Made a quick attempt at this:

image

Pretty new to working with the dashboard so not really sure how to set the start time to when the performance report was called.

I think a time series could also be a useful means of live tracking for GPU memory/utilization, but for cases where a large amount of workers makes a plot like this unreadable or where we are only interested in aggregated stats like mean or max usage, would something like the dashboard's "Workers" tab make sense? It could contain a sortable view of these aggregations and, if possible, some info about the operations associated with them (e.g. what operation was a worker running when it was at peak memory usage).

Opened up a PR #4561 for this.

While #4561 is being reviewed, I've been working on adding aggregated stats to the worker tab in their own table:

image

Though it works fine, I'm not sure if this is the best way to showcase these stats; the table being separate from the "live" metrics makes it harder to parse, and it's pretty crowded with only 2 of the 3 relevant stats we were considering.

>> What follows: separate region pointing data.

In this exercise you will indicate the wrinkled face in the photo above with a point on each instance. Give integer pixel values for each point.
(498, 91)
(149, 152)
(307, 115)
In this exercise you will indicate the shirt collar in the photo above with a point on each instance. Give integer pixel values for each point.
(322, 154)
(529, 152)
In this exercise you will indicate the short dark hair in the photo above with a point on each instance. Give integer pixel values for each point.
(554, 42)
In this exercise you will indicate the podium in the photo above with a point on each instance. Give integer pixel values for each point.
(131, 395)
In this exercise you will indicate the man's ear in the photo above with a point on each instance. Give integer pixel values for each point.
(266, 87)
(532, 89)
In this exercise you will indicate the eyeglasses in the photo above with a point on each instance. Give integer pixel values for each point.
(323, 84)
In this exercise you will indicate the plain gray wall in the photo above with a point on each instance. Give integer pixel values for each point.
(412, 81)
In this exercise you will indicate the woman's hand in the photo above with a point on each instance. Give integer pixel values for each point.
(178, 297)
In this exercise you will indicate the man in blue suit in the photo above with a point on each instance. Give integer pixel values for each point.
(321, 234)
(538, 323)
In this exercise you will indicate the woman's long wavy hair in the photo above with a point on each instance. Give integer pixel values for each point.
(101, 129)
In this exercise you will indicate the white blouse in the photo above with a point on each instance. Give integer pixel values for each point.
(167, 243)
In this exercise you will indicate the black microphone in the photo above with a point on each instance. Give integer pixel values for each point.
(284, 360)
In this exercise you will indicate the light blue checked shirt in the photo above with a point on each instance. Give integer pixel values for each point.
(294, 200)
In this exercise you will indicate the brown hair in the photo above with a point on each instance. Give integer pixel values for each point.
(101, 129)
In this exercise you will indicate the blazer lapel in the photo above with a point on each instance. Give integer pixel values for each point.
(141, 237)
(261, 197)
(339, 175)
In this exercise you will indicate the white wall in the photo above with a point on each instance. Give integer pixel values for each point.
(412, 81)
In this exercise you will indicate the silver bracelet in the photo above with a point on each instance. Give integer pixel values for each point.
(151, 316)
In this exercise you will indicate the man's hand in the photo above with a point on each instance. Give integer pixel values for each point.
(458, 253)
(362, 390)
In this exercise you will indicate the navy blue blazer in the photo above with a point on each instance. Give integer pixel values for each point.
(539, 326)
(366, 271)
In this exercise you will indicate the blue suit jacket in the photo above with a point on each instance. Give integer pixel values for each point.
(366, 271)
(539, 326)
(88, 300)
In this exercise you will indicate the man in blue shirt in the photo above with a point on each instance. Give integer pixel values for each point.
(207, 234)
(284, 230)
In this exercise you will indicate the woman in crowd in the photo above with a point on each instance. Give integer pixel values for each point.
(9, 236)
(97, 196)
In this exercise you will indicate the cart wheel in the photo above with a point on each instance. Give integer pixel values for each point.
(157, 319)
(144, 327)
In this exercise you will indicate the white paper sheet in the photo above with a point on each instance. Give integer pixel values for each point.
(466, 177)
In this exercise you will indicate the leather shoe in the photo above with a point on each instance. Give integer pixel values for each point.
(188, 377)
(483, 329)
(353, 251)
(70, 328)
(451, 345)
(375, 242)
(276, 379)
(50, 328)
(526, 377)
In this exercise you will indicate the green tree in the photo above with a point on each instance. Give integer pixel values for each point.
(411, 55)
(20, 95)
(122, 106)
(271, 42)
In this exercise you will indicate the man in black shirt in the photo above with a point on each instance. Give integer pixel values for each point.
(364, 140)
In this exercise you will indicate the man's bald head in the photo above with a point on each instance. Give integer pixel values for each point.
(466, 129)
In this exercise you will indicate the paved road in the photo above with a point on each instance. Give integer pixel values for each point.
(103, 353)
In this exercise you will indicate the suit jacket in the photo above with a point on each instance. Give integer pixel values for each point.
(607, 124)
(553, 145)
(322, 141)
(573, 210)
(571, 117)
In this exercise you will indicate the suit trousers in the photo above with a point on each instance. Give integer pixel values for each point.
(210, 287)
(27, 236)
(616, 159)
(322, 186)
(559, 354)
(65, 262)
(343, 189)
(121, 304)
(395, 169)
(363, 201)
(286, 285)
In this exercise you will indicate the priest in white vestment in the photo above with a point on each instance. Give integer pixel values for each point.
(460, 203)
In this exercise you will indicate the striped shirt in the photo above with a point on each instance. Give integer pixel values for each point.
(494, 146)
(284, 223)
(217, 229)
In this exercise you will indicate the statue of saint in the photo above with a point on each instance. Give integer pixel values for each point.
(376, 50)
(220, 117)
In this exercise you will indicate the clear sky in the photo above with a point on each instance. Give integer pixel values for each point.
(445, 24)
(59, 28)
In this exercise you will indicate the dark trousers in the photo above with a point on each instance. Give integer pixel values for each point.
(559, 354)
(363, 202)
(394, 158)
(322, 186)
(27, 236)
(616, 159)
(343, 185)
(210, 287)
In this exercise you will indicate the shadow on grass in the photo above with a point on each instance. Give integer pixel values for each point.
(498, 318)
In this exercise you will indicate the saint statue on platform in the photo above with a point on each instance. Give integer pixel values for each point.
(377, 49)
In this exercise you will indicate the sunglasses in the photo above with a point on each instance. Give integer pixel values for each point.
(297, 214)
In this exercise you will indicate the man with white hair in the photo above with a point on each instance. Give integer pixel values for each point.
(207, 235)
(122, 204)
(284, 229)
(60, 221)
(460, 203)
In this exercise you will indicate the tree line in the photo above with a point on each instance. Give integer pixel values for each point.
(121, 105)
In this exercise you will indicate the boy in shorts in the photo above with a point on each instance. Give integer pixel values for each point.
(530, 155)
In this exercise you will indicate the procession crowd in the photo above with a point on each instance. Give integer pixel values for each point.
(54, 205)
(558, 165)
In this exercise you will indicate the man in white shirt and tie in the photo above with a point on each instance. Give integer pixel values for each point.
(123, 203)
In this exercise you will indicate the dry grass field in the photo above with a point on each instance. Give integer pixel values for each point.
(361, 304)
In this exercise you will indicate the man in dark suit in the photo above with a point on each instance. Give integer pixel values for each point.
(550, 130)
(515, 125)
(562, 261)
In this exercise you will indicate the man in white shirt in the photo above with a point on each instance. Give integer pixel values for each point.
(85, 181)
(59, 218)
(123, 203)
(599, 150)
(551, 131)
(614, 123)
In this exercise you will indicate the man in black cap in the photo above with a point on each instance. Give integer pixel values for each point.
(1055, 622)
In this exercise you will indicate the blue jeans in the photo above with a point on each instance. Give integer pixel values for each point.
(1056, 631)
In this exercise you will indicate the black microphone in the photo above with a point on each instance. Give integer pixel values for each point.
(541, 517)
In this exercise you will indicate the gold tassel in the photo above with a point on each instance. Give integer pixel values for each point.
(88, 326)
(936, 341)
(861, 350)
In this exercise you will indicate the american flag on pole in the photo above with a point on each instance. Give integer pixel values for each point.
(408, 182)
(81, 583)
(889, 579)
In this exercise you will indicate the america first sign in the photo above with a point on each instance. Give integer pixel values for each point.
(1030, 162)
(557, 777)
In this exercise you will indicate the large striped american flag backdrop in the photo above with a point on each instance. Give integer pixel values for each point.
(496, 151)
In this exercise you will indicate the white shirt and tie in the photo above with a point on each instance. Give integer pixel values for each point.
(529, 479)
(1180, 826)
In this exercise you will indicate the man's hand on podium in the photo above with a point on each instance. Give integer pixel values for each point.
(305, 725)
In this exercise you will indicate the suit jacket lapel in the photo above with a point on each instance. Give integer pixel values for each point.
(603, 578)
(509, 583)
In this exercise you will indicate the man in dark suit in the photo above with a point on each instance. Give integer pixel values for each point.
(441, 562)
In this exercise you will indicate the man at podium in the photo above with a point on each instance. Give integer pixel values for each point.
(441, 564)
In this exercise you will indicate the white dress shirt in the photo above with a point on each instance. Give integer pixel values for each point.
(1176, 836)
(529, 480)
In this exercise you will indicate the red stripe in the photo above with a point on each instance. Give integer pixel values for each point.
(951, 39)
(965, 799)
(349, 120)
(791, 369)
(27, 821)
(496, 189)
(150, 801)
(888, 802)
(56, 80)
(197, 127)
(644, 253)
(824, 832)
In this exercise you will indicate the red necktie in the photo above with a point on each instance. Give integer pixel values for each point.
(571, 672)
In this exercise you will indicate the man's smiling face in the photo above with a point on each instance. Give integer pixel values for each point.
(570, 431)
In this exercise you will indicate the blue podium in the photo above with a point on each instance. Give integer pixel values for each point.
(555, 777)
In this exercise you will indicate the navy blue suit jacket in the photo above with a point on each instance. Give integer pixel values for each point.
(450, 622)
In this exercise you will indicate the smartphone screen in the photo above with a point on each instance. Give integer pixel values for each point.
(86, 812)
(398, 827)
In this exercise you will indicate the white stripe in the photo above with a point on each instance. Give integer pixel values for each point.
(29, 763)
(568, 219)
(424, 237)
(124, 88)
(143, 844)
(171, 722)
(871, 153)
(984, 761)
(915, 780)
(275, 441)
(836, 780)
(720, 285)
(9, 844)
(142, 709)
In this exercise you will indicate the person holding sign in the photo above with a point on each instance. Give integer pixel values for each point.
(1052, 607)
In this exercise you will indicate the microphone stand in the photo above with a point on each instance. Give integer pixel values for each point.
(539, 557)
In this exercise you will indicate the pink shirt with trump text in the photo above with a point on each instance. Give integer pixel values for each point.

Regardless, this info would probably be useful within the context of a performance report, so I'll open up a PR for that.

Opened up a PR for this #4614

Currently working on what I initially suggested, a time series view of the GPU memory/utilization:

image

While this works fine in the dashboard, it's limited because data points must be collected within the component themselves (the workers only contain metrics for one fixed point in time); this means that whenever this page is reloaded, the plot resets. It also means that putting something like this in the perf report would only be possible if the associated dashboard component is loaded when the perf report is started; otherwise, data collection would only start after the profiled operation is completed.

I think per-worker monitors (similar to the scheduler's SystemMonitor) keeping a backlog of worker metrics could be a good solution for this.

EDIT:

The workers do actually have this monitoring happening, though it is only accessible through the worker object itself - is there any way we could expose these monitors to the scheduler so they could be used for dashboard components?

I opened up an issue relating to my question on the worker monitors - #4630.

I think that if we had the worker system monitors readily accessible from the scheduler object, along with some additions to the system monitor itself to track GPU resources if they're available, we could pretty easily put together something like the System plot for the workers (with optional plots of GPU memory/utilization).

Then, the issue could be simplified to how we want to show aggregated stats - as something integrated in the plots (like a label or hover tool), or a standalone table.